I do a lot of work with textual data files, things like membership lists, race results, and team rosters—the sort of thing you get when exporting from a database or saving a spreadsheet in comma-separated value (CSV) format. I want to extract data from these files, clean them up by deleting extraneous bits of data, or reformat them in some way, and the killer app for such text manipulation has long been Bare Bones Software’s BBEdit.

BBEdit iconThe company has now released BBEdit 13 as a paid upgrade, and despite the app’s 27-year history, Rich Siegel and crew continue to think of new features that keep the powerhouse text editor fresh. This update focuses on the pattern-match searching that has long been BBEdit’s core competency, adding a Pattern Playground for interactively experimenting with regular expressions and a Grep Cheat Sheet that provides quick access to many common regular expressions, complete with brief descriptions. Plus, BBEdit 13 provides live searching in its Find window, automatically highlighting matches as you enter the search term.

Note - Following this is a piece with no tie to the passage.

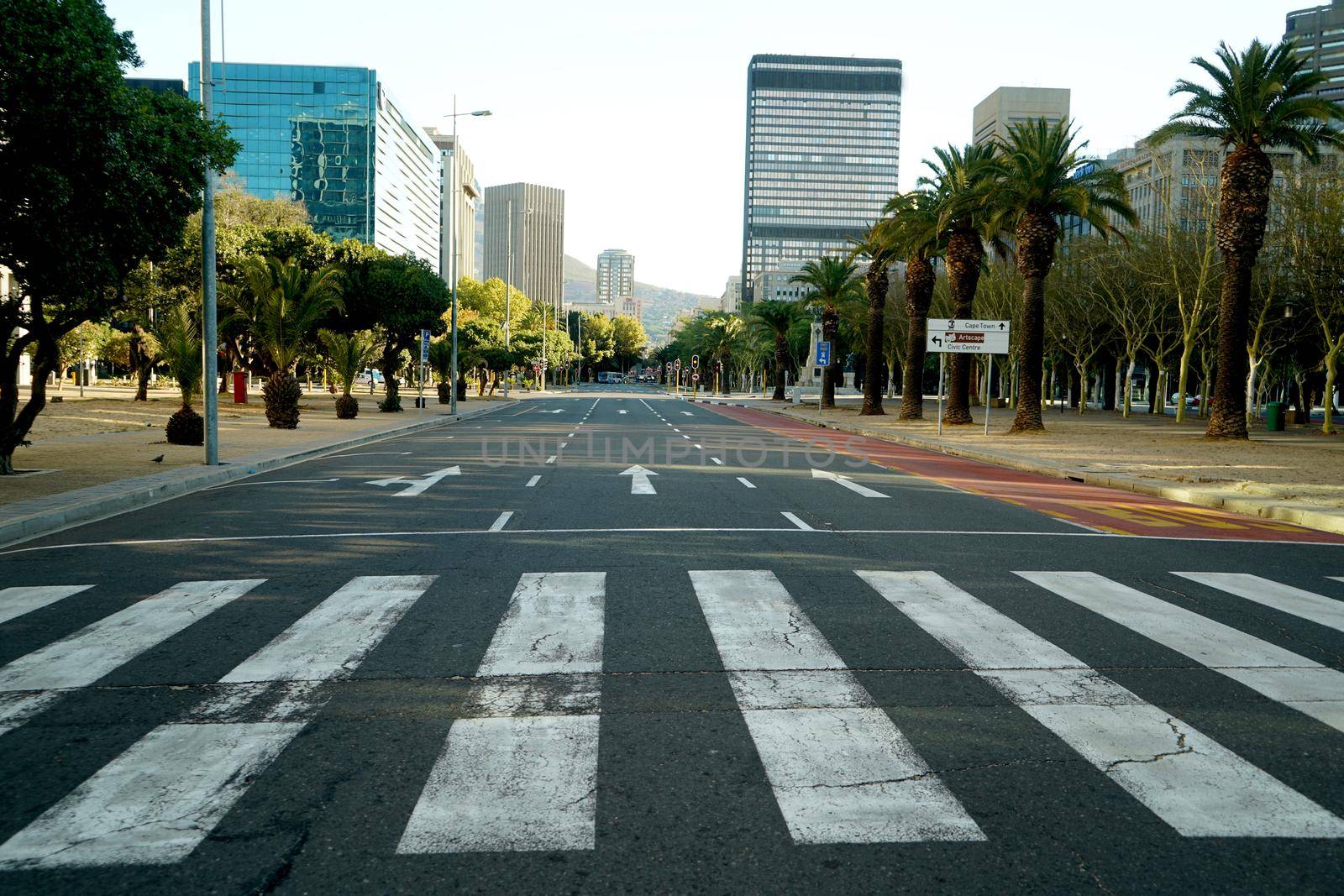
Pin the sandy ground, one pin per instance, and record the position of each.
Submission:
(1299, 464)
(107, 437)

A Brief Primer on Regular Expressions

You’re undoubtedly familiar with searching for a string—search this document for “string,” and it would find all instances of the word, along with words that contain those six letters, like “astringent.”

Far more interesting are regular expressions—sequences of characters that define search patterns—which let you do things like find all phone numbers in a document, all phone numbers that have the 607 area code, or even just phone numbers that are formatted as (###) ###-#### as opposed to ###/###-####.

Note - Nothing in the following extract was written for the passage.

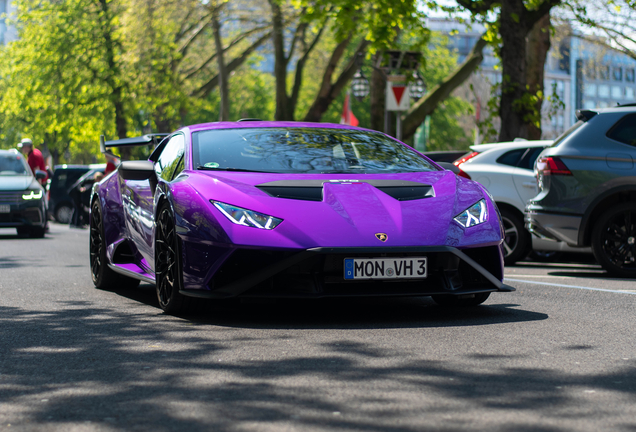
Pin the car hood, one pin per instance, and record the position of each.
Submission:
(15, 183)
(348, 212)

You can use regular expressions when replacing text as well. For instance, putting parentheses around a portion of your search saves that pattern for use in replacement. That enables you to do things like reformat a list of names like Tim Cook into Cook, Tim. In essence, you’re finding the first name, saving that to replacement pattern 1, finding the last name, saving that to replacement pattern 2, and then writing a replacement that reverses the order and inserts a comma between the two.

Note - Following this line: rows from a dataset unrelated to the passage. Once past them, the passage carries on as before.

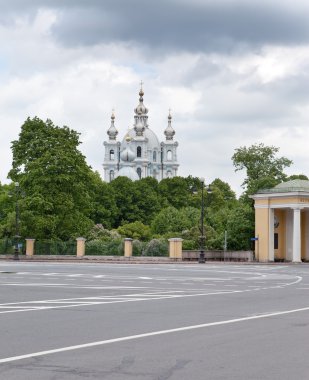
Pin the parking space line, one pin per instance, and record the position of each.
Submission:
(150, 334)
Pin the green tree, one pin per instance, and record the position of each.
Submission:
(170, 219)
(136, 230)
(55, 178)
(124, 194)
(263, 168)
(175, 192)
(104, 209)
(240, 227)
(146, 199)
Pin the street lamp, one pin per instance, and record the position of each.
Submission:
(203, 237)
(17, 237)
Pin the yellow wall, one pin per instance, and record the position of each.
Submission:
(261, 231)
(281, 230)
(303, 234)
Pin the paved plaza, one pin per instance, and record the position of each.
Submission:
(153, 322)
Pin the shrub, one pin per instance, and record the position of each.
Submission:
(100, 247)
(156, 247)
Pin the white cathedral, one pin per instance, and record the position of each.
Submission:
(140, 154)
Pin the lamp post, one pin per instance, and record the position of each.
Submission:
(203, 237)
(17, 237)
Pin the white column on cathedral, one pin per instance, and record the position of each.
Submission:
(296, 236)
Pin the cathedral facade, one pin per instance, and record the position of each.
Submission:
(140, 154)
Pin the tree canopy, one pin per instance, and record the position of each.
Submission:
(55, 179)
(263, 168)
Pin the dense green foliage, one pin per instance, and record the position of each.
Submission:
(60, 197)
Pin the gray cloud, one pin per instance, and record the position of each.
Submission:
(169, 25)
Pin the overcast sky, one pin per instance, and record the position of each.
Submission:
(233, 72)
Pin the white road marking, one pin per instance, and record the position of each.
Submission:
(150, 334)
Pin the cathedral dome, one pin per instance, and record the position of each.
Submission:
(129, 172)
(127, 155)
(169, 131)
(152, 140)
(112, 131)
(141, 109)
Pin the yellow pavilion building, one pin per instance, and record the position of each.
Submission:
(282, 222)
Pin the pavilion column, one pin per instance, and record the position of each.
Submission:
(307, 234)
(271, 248)
(296, 236)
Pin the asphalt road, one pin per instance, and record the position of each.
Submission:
(154, 322)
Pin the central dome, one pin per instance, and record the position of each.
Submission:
(152, 139)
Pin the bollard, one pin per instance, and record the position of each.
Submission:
(128, 247)
(80, 248)
(175, 248)
(30, 247)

(As an aside, many people use the word “grep” instead of “regular expression” in informal speech. Grep is the name of the command-line utility for performing regular expression searches in Unix. Its name comes from a Unix ed command g/re/p, which expands to “globally search a regular expression and print.” Since I’m not talking about the Unix utility explicitly, I’ll use “grep” synonymously with “regular expression.”)

Once you start to think in terms of patterns, text-based data become putty in your hands. The hard part is training your brain to look past the specific characters in front of you to the underlying patterns that represent them. That’s where the new features in BBEdit 13 shine. Let’s walk through them with a real-world example where I need to remove the tenths of a second from a file of race finish times (because that’s more precision than is warranted for hand-timing).

Pattern Playground

Even for someone like me who has been writing regular expressions for years, building a grep search usually requires trial and error. That’s not because I’m lousy at grep, but because it’s easy to assume a source file is more regular than it actually is.

For instance, if I had built a grep search that found a first name and a last name and reformatted them to be Last, First, that search would fail with “Victor Von Doom,” where the last name has two words. Annoyingly, fixing the search to account for two-word last names would mess up differently on “Billie Joe MacAllister,” where the first name has two words. Sometimes real-world data simply doesn’t fit into neat patterns.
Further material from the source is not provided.